The Case of the Fainting Spells
A few months ago, 41-year-old Sarah Mason, of Lithonia, arrived at her daughter’s eighth-grade graduation and parked in the back of the crowded parking lot. She had been having dizzy spells where she would have to lie down to recover—after climbing a hill, going up steps, or running for an elevator at work—but this was the worst one so far.
“I got up the steps and through the door, and I was about to faint,” she says. “I literally stumbled into the front office. It scared everybody. They called the nurse, sat with me, and gave me something to drink.”
Mason was able to make it through the graduation ceremony, but it was the latest in a series of frightening incidents: “I told my husband, ‘It happened again.’ We went to the hospital.” It wasn’t Mason’s first attempt to find out what was wrong. After an earlier fainting spell she had gone to the hospital and had a series of tests, including blood pressure testing while standing up and lying down. The diagnosis was dehydration, and she was given fluids and sent home.
Mason was puzzled. Life was hectic—she is a legal assistant and her husband is a lawyer—but she had always been in great health and exercised regularly. She had been in a car accident the year before and thought that perhaps the symptoms were aftereffects of the accident.
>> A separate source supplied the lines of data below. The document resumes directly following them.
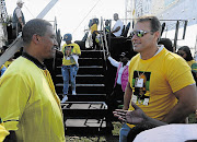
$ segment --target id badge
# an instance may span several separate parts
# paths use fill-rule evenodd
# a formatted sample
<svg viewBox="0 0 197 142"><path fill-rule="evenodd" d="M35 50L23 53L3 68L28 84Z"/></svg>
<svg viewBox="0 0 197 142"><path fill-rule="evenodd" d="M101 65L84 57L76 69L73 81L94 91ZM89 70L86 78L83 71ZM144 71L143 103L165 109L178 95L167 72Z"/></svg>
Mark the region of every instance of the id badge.
<svg viewBox="0 0 197 142"><path fill-rule="evenodd" d="M143 87L143 79L136 78L135 86Z"/></svg>

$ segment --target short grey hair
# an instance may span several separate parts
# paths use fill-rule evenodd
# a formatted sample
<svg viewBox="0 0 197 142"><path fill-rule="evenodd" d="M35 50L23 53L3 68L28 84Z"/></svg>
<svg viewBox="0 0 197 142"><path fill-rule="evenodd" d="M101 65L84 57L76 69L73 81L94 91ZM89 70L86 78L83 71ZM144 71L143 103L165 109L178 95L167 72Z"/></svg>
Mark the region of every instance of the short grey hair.
<svg viewBox="0 0 197 142"><path fill-rule="evenodd" d="M34 34L44 36L47 26L53 26L48 21L34 19L28 21L25 26L23 27L22 38L25 45L28 45L32 40Z"/></svg>

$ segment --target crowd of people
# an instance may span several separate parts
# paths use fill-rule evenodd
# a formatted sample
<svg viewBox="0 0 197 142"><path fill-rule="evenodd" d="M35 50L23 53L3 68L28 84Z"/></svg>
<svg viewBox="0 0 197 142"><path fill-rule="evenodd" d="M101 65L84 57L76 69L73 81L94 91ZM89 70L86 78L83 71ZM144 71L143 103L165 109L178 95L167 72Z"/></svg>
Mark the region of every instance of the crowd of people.
<svg viewBox="0 0 197 142"><path fill-rule="evenodd" d="M63 142L65 126L60 103L68 99L69 80L72 95L77 95L80 46L72 43L70 33L63 35L66 44L59 50L63 57L63 97L60 100L44 64L45 59L55 57L58 46L53 25L38 19L25 23L21 11L23 2L18 0L16 4L13 22L22 31L24 47L22 56L12 61L8 69L4 64L0 67L0 140ZM118 37L124 24L117 13L114 20L116 23L112 29L106 24L106 32ZM95 20L90 28L93 46L99 49L95 43L99 34ZM160 36L159 19L141 16L131 32L134 50L138 55L130 59L128 52L121 52L119 61L116 61L107 52L107 59L117 68L108 107L124 122L119 132L120 142L154 141L154 137L160 138L167 126L174 128L169 130L170 133L181 128L197 130L194 128L196 125L184 125L186 118L197 110L197 62L188 46L175 52L171 40L160 39ZM123 109L116 109L117 104L114 103L117 99L121 100ZM149 129L151 131L143 132ZM197 137L192 132L186 140L197 140Z"/></svg>

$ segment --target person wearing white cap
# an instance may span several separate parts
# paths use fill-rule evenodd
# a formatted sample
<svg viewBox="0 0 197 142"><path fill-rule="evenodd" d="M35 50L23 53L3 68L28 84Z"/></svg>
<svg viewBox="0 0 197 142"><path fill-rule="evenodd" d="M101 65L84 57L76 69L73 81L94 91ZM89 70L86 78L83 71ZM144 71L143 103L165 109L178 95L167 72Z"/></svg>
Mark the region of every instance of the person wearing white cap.
<svg viewBox="0 0 197 142"><path fill-rule="evenodd" d="M69 90L69 80L72 88L72 95L76 94L76 75L78 73L79 63L78 59L81 55L80 46L76 43L72 43L72 35L67 33L63 35L63 40L66 44L62 46L61 52L63 55L62 58L62 67L61 73L63 79L63 98L61 103L65 103L68 99L68 90Z"/></svg>
<svg viewBox="0 0 197 142"><path fill-rule="evenodd" d="M22 28L25 25L25 19L21 10L23 3L24 2L22 0L16 1L18 7L15 8L12 16L12 28L16 31L16 34L19 34L19 32L22 32Z"/></svg>

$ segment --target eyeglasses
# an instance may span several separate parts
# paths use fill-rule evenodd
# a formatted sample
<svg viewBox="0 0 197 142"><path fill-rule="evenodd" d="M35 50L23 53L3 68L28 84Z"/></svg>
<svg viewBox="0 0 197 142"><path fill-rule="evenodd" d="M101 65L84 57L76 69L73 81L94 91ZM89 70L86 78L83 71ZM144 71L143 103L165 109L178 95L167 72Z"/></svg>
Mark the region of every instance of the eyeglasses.
<svg viewBox="0 0 197 142"><path fill-rule="evenodd" d="M134 37L134 35L136 35L137 37L143 37L146 34L151 33L151 32L146 32L146 31L132 31L130 33L131 38Z"/></svg>

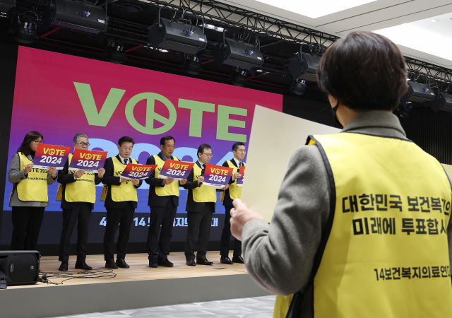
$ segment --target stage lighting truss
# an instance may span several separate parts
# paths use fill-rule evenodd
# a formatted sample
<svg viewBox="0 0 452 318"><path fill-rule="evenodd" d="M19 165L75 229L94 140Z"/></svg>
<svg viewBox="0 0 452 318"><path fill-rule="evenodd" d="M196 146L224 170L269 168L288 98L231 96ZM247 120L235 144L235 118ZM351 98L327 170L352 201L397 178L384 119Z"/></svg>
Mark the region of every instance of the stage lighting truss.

“I noticed that I was becoming more tired,” she says. “When I was walking up steps, my heart would beat as if I had been running. Picking things up was hard. I am a go-go person, so I tried to stay positive.”
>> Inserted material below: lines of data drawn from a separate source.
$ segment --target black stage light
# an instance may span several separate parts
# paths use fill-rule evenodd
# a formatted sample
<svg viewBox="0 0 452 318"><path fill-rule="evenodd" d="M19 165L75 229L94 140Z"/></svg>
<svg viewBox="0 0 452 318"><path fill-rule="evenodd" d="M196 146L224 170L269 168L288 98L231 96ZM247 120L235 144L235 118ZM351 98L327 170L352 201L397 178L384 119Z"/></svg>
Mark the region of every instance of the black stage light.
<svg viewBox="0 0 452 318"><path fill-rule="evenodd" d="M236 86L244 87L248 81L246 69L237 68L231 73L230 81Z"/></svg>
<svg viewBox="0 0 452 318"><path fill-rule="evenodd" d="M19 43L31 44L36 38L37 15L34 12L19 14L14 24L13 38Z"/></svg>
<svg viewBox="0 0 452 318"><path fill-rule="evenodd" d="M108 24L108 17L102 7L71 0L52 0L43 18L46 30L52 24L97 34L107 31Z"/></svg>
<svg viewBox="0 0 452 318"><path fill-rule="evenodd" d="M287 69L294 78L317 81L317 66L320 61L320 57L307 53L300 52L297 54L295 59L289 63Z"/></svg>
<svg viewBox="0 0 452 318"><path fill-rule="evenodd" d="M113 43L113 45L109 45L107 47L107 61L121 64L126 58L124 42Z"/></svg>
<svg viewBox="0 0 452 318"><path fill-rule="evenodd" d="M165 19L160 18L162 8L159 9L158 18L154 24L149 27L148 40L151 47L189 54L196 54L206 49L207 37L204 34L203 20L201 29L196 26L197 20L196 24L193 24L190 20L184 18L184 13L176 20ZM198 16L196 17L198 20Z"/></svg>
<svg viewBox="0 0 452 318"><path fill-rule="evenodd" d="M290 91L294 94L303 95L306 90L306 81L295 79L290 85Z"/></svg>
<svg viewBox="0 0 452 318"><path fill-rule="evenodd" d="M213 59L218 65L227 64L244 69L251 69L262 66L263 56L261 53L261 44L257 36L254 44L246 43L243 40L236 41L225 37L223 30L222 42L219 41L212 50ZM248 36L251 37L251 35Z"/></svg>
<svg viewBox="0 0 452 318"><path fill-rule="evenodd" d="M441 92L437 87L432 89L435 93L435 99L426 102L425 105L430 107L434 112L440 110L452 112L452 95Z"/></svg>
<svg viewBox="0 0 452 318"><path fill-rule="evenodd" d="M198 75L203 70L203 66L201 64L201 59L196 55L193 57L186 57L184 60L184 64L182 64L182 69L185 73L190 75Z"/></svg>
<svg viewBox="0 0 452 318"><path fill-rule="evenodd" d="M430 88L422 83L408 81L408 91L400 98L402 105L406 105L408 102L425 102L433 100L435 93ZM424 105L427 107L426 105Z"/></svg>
After the graduation incident, she went to Kaiser Permanente in Jonesboro. “I do know it’s not good for you to keep fainting like this,” a doctor told her, beginning another set of comprehensive tests.
“They said I was borderline anemic but not too bad,” she says. A heart monitor showed everything was good. The EKG was normal.
What, careful reader, do you believe was causing her dizziness?
The answer came with the last test: an echo-cardiogram. Mason looked at the screen. “I saw this mass, it looked like a big old kidney bean in my left ventricle.
”The imaging had captured a large tumor inside her heart. The Kaiser Permanente cardiologist recognized that he was dealing with an unusual and potentially deadly cause of fainting and immediately referred Mason to Emory cardiac surgeon Douglas Murphy at Emory Saint Joseph’s Hospital.
The findings on the echocardiogram were classic for an atrial myxoma, says Murphy—a benign tumor that can arise in any chamber of the heart. “The tumor on Ms. Mason’s heart had grown so large that in certain positions, it could greatly diminish forward blood flow,” he says.
These tumors are also dangerous because small pieces can break off and enter the bloodstream, causing stroke. “Surgical removal is usually performed urgently,” Murphy says.
Mason was promptly admitted to Emory Saint Joseph’s and, on June 6, underwent an endoscopic robotic removal of the tumor, which was the size of a small potato and located in front of the mitral valve. It was taken out through five small incisions in the right side of her chest.
Murphy and his colleagues have removed more than 200 cardiac tumors using robotics over the last 16 years. Such surgery is less invasive than traditional surgery, with a shorter recovery time.
“Surgery went very well, and Ms. Mason went home after three days,” Murphy says.
Mason is going through cardiac rehabilitation and says she has some residual pain but is feeling a lot better. “Every week, I’m able to tell a difference, even if it’s just little things,” she says. “I have more energy and can walk longer.”
She’s looking forward to returning to an active life where she can once again hurry across a room or climb stairs without a second thought.